Let's begin with the basics. We'll import our dataset and get a sense of the quantity of data that we are working with. We will do this by using pandas to import our data:
# pandas is a powerful Python-based data package that can handle large quantities of row/column data
# we will use pandas many times during these videos. a 2D group of data in pandas is called a 'DataFrame'
# import pandas
import pandas as pd
# use the read_csv method to read in a local file of leaked passwords
# here we specify `header=None` so that that there is no header in the file (no titles of columns)
# we also specify that if any row gives us an error, skip over it (this is done in error_bad_lines=False)
data = pd.read_csv('../data/passwords.txt', header=None, error_bad_lines=False)
Now that we have our data imported, let's call on the shape method of the DataFrame to see how many rows and columns we have:
# shape attribute gives us tuple of (# rows, # cols)
# 1,048,489 passwords
print data.shape
(1048489, 1)
Since we only have one column to worry about (the actual text of the password), as a good practice, let's call on the dropna method of the DataFrame to remove any null values:
# the dropna method will remove any null values from our dataset. We have to include the inplace in order for the
# change to take effect
data.dropna(inplace=True)
# still 1,048,485 passwords after dropping null values
print data.shape
(1048485, 1)
We only lost four passwords. Now let's take a look at what we are working with. Let's ensure proper nomenclature and change the name of our only column to text and call on the head method:
# let's change the name of our columns to make it make more sense
data.columns = ['text']
# the head method will return the first n rows (default 5)
data.head()
Running the head method reveals the first five passwords in our dataset:
Text | |
---|---|
0 | 7606374520 |
1 | piontekendre |
2 | rambo144 |
3 | primoz123 |
4 | sal1387 |
Let's isolate our only column as a pandas 1-D Series object and call the variable as text.
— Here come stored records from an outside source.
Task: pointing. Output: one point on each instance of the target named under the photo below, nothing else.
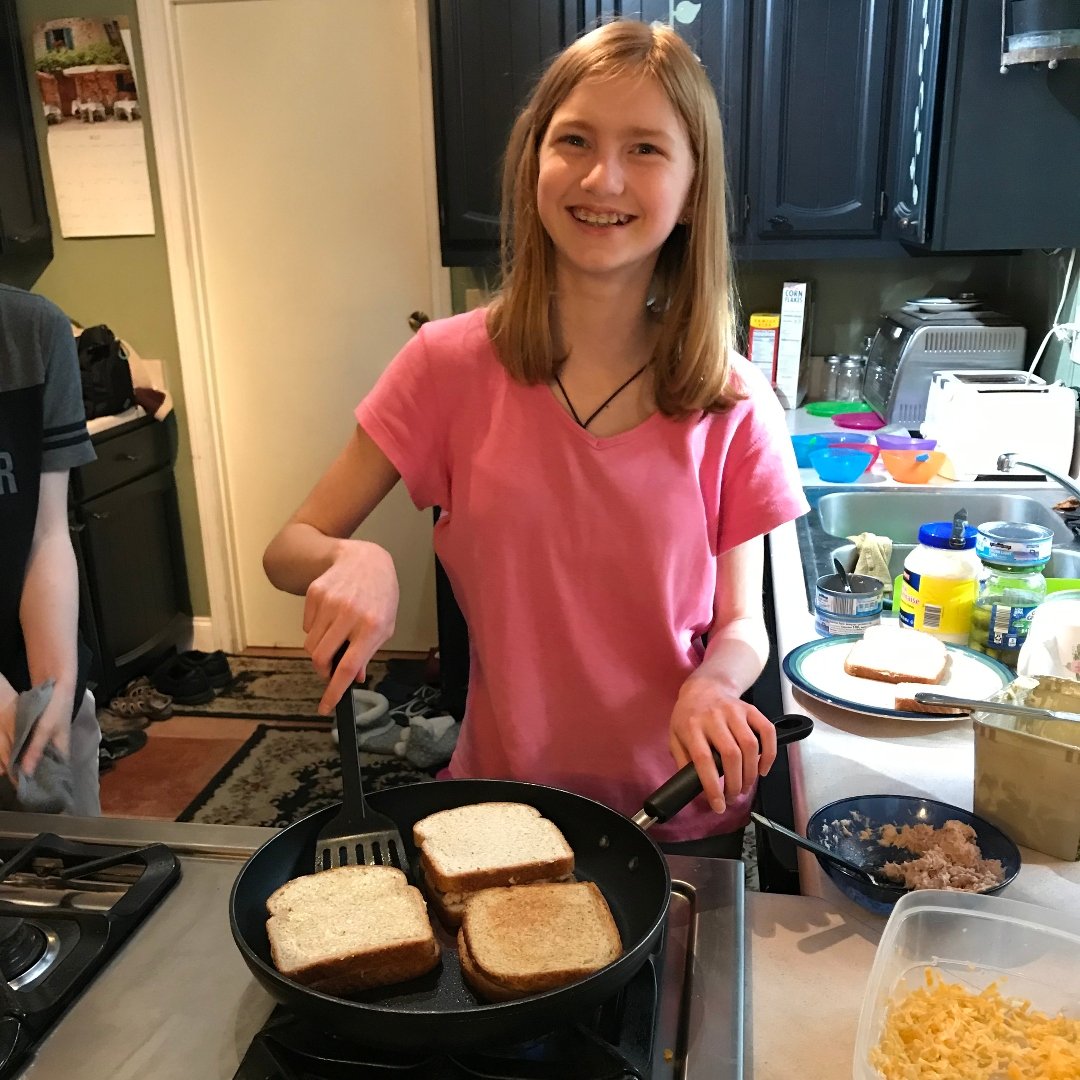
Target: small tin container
(1013, 543)
(838, 611)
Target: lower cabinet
(126, 532)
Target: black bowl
(873, 811)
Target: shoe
(184, 683)
(215, 664)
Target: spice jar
(1014, 555)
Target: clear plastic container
(1030, 952)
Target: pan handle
(674, 794)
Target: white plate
(817, 669)
(932, 304)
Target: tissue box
(1027, 772)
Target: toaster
(976, 416)
(912, 343)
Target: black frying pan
(437, 1010)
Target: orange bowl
(913, 467)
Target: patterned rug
(281, 774)
(273, 689)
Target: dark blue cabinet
(819, 119)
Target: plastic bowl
(1033, 954)
(913, 467)
(873, 811)
(904, 443)
(840, 464)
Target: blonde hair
(692, 291)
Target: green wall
(122, 281)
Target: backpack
(107, 386)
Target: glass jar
(849, 379)
(1002, 613)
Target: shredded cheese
(944, 1031)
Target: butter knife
(997, 706)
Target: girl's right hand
(354, 602)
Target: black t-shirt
(42, 429)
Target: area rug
(282, 688)
(281, 774)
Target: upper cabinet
(852, 126)
(25, 235)
(985, 160)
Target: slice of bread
(490, 844)
(529, 939)
(898, 655)
(905, 700)
(350, 928)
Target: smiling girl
(606, 463)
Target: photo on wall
(89, 92)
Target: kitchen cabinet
(25, 233)
(125, 527)
(853, 129)
(818, 120)
(983, 160)
(486, 57)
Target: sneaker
(185, 684)
(215, 665)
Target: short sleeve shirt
(585, 567)
(42, 429)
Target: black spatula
(356, 835)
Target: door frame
(162, 81)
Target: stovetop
(65, 909)
(178, 1002)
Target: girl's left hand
(707, 717)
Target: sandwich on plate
(350, 928)
(486, 845)
(529, 939)
(891, 653)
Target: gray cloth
(51, 790)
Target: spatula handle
(670, 797)
(352, 786)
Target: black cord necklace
(604, 405)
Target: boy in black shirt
(42, 436)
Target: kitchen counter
(849, 754)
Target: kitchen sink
(898, 514)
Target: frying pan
(437, 1010)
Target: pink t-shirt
(584, 567)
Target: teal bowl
(840, 464)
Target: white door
(306, 131)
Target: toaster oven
(910, 345)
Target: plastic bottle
(1014, 554)
(941, 581)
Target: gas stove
(176, 1001)
(65, 909)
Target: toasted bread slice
(350, 928)
(490, 844)
(528, 939)
(898, 655)
(905, 700)
(450, 906)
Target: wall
(122, 282)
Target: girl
(605, 463)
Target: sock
(431, 740)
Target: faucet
(1006, 461)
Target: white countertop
(850, 754)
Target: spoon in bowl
(845, 580)
(819, 849)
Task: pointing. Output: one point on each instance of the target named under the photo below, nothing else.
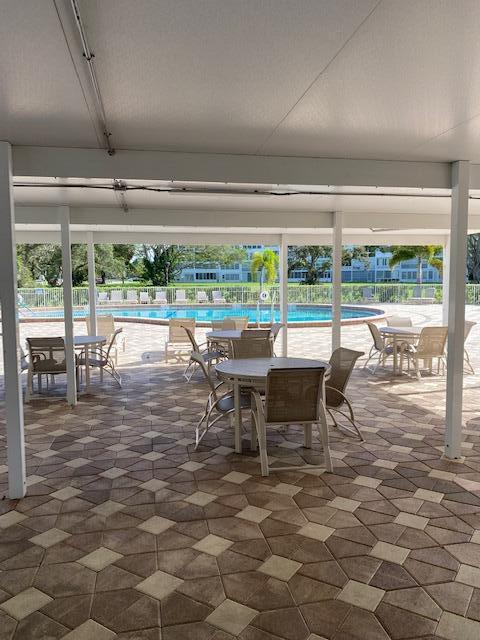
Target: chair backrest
(191, 337)
(276, 327)
(469, 324)
(256, 333)
(431, 342)
(180, 295)
(377, 338)
(251, 348)
(399, 321)
(239, 322)
(105, 325)
(342, 362)
(176, 329)
(294, 395)
(116, 295)
(47, 355)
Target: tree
(423, 253)
(473, 257)
(264, 263)
(163, 262)
(315, 260)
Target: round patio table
(399, 332)
(254, 371)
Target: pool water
(296, 313)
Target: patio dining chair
(220, 401)
(178, 341)
(102, 359)
(251, 347)
(342, 362)
(430, 346)
(46, 358)
(217, 298)
(468, 327)
(180, 297)
(208, 357)
(293, 396)
(380, 348)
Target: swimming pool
(204, 314)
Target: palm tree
(264, 263)
(425, 253)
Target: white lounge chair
(218, 298)
(180, 297)
(161, 297)
(116, 296)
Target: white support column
(10, 335)
(64, 213)
(336, 280)
(92, 289)
(445, 279)
(284, 293)
(456, 307)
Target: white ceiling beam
(162, 165)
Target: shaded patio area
(126, 530)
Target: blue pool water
(205, 314)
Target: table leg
(238, 416)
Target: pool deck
(126, 532)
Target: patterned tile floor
(128, 533)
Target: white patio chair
(102, 359)
(46, 358)
(218, 403)
(201, 350)
(293, 396)
(380, 348)
(116, 295)
(468, 327)
(161, 297)
(180, 297)
(178, 341)
(217, 298)
(201, 297)
(431, 344)
(342, 362)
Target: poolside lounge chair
(468, 327)
(342, 362)
(116, 295)
(161, 296)
(217, 298)
(430, 345)
(419, 298)
(293, 396)
(46, 357)
(180, 297)
(178, 341)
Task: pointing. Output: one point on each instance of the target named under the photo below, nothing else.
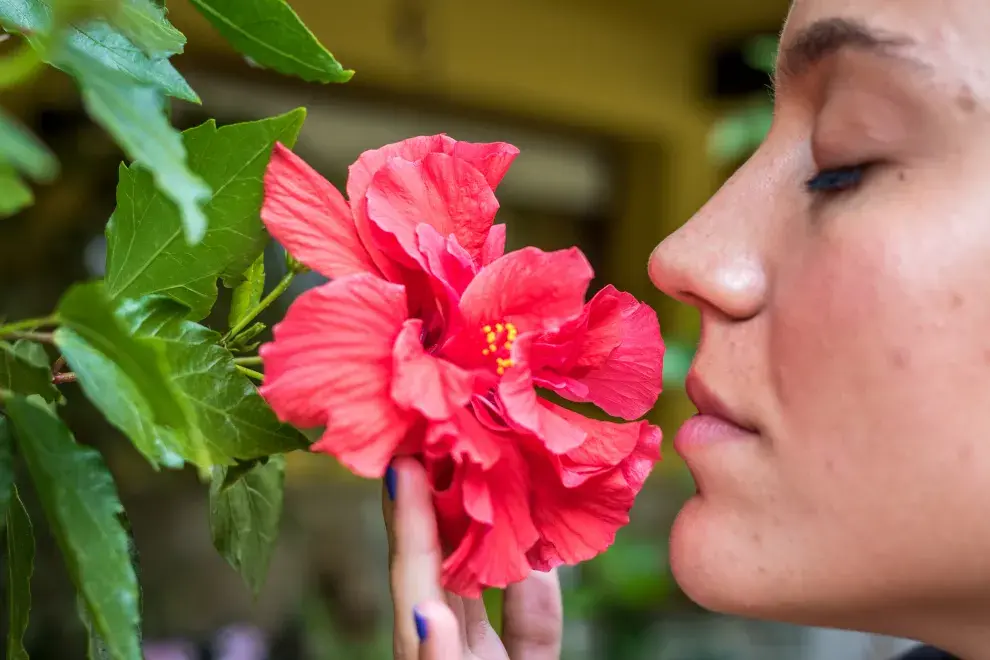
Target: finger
(482, 639)
(438, 631)
(415, 553)
(533, 618)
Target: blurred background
(628, 114)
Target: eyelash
(836, 180)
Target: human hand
(433, 624)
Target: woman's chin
(721, 567)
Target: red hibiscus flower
(429, 341)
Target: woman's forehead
(949, 36)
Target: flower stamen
(498, 340)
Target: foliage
(187, 217)
(736, 135)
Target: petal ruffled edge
(310, 219)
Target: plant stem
(27, 324)
(251, 373)
(279, 289)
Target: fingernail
(420, 625)
(390, 482)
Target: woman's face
(843, 277)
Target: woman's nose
(715, 260)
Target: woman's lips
(702, 430)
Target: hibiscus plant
(428, 339)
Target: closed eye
(836, 180)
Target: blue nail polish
(390, 482)
(420, 625)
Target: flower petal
(523, 407)
(533, 289)
(330, 364)
(310, 219)
(493, 555)
(440, 190)
(434, 387)
(611, 356)
(608, 445)
(577, 523)
(494, 244)
(465, 438)
(492, 159)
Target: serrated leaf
(81, 505)
(271, 34)
(135, 117)
(233, 418)
(128, 379)
(247, 294)
(145, 24)
(24, 153)
(144, 253)
(14, 193)
(97, 45)
(20, 568)
(20, 372)
(244, 518)
(6, 466)
(123, 90)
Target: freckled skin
(853, 329)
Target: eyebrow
(828, 36)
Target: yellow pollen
(498, 344)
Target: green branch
(279, 289)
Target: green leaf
(6, 466)
(20, 568)
(233, 418)
(24, 152)
(21, 371)
(97, 46)
(80, 502)
(128, 379)
(136, 119)
(245, 516)
(123, 90)
(145, 24)
(271, 34)
(247, 294)
(14, 193)
(144, 253)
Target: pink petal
(310, 219)
(422, 382)
(440, 190)
(494, 244)
(465, 438)
(330, 364)
(447, 263)
(493, 555)
(632, 445)
(614, 356)
(524, 409)
(492, 159)
(359, 178)
(532, 289)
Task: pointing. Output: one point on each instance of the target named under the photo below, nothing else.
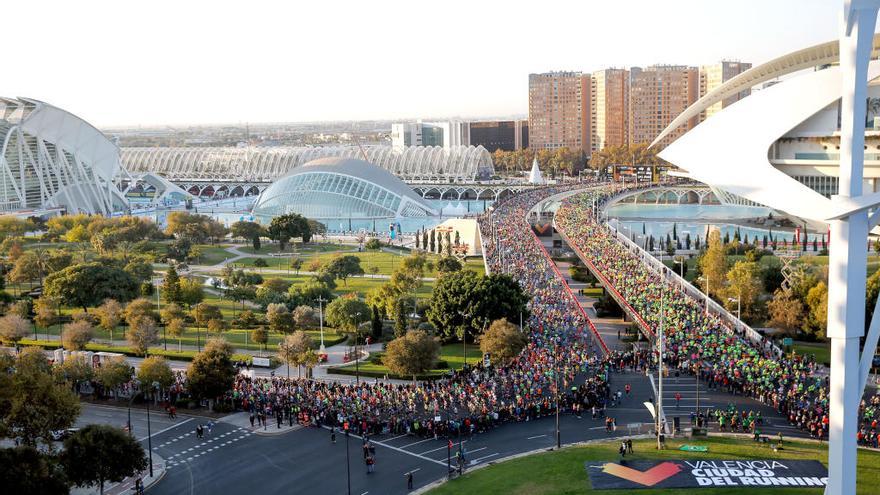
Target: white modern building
(447, 135)
(340, 188)
(52, 159)
(266, 164)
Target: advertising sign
(705, 473)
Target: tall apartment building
(559, 111)
(714, 75)
(609, 108)
(657, 95)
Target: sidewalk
(126, 486)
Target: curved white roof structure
(257, 164)
(757, 122)
(51, 158)
(814, 56)
(336, 188)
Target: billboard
(705, 473)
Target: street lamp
(706, 279)
(357, 353)
(320, 300)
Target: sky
(193, 62)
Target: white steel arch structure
(51, 158)
(757, 122)
(255, 164)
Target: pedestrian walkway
(242, 420)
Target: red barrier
(607, 283)
(571, 294)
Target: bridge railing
(672, 278)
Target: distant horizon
(120, 65)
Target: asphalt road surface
(232, 459)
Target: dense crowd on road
(699, 342)
(560, 353)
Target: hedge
(274, 362)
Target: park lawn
(212, 255)
(822, 350)
(563, 471)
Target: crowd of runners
(699, 342)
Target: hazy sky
(189, 61)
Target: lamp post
(660, 372)
(320, 300)
(357, 351)
(706, 279)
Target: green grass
(563, 472)
(451, 354)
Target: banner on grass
(705, 473)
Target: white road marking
(438, 448)
(484, 457)
(416, 443)
(383, 444)
(166, 429)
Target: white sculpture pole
(848, 251)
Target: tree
(74, 370)
(346, 313)
(786, 311)
(279, 318)
(817, 302)
(211, 372)
(27, 470)
(247, 230)
(260, 336)
(713, 265)
(376, 323)
(341, 267)
(88, 284)
(142, 334)
(296, 265)
(204, 312)
(411, 354)
(34, 405)
(305, 316)
(140, 308)
(293, 348)
(77, 335)
(503, 341)
(448, 264)
(191, 292)
(285, 227)
(113, 373)
(468, 301)
(13, 328)
(155, 369)
(109, 316)
(100, 453)
(171, 286)
(743, 284)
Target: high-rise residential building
(505, 135)
(713, 76)
(609, 108)
(559, 111)
(657, 95)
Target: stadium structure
(51, 159)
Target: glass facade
(328, 195)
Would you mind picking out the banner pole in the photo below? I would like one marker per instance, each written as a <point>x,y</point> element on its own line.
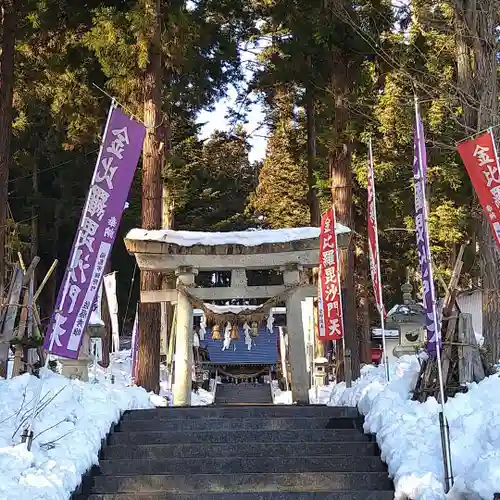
<point>64,294</point>
<point>445,429</point>
<point>340,286</point>
<point>377,257</point>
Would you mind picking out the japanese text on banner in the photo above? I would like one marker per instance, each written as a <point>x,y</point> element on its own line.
<point>330,321</point>
<point>481,161</point>
<point>423,248</point>
<point>96,233</point>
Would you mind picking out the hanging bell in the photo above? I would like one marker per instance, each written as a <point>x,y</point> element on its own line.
<point>234,333</point>
<point>255,329</point>
<point>216,333</point>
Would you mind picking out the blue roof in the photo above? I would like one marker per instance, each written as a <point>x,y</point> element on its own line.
<point>264,349</point>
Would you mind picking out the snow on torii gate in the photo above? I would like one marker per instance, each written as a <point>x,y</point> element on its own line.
<point>289,251</point>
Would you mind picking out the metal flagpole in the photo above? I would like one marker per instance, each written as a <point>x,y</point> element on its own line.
<point>443,420</point>
<point>377,256</point>
<point>340,286</point>
<point>64,294</point>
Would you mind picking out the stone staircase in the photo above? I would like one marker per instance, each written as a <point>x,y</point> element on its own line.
<point>239,453</point>
<point>245,393</point>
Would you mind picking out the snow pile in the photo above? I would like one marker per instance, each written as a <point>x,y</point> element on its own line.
<point>73,418</point>
<point>120,370</point>
<point>408,432</point>
<point>246,238</point>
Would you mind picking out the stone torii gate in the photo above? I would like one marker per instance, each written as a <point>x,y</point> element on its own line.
<point>289,251</point>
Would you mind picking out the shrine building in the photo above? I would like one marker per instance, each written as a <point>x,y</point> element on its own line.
<point>229,297</point>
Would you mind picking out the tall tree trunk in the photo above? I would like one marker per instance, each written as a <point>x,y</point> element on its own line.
<point>34,211</point>
<point>148,369</point>
<point>8,17</point>
<point>342,191</point>
<point>476,43</point>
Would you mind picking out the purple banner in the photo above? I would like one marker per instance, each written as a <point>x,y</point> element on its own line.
<point>134,347</point>
<point>422,233</point>
<point>109,188</point>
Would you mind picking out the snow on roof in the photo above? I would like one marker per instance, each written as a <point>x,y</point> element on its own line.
<point>247,238</point>
<point>234,309</point>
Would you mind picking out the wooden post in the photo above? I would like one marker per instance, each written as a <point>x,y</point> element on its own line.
<point>464,350</point>
<point>347,367</point>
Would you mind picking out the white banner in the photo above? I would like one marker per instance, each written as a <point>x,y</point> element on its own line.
<point>95,315</point>
<point>307,306</point>
<point>110,287</point>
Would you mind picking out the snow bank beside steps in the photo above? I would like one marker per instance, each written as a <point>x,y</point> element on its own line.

Once we have our series object in hand, we can use value_counts to see the most common passwords in our dataset:
# we will grab a single column from our DataFrame.
# A 1-Dimensional version of a DataFrame is called a Series
text = data['text']
# show the type of the variable text
print type(text)
# the value_counts method will count the unique elements of a Series or DataFrame and show the most used passwords
# in this case, no password repeats itself more than 2 times
text.value_counts()[:10]
0 21 123 12 1 10 123456 8 8 8 5 7 2 7 1230 7
123456789 7 12345 6
This is interesting because we see some expected passwords (12345), but also odd because, usually, most sites would not allow one-character passwords. Therefore, in order to get a better picture, we will have to do some manual feature extraction.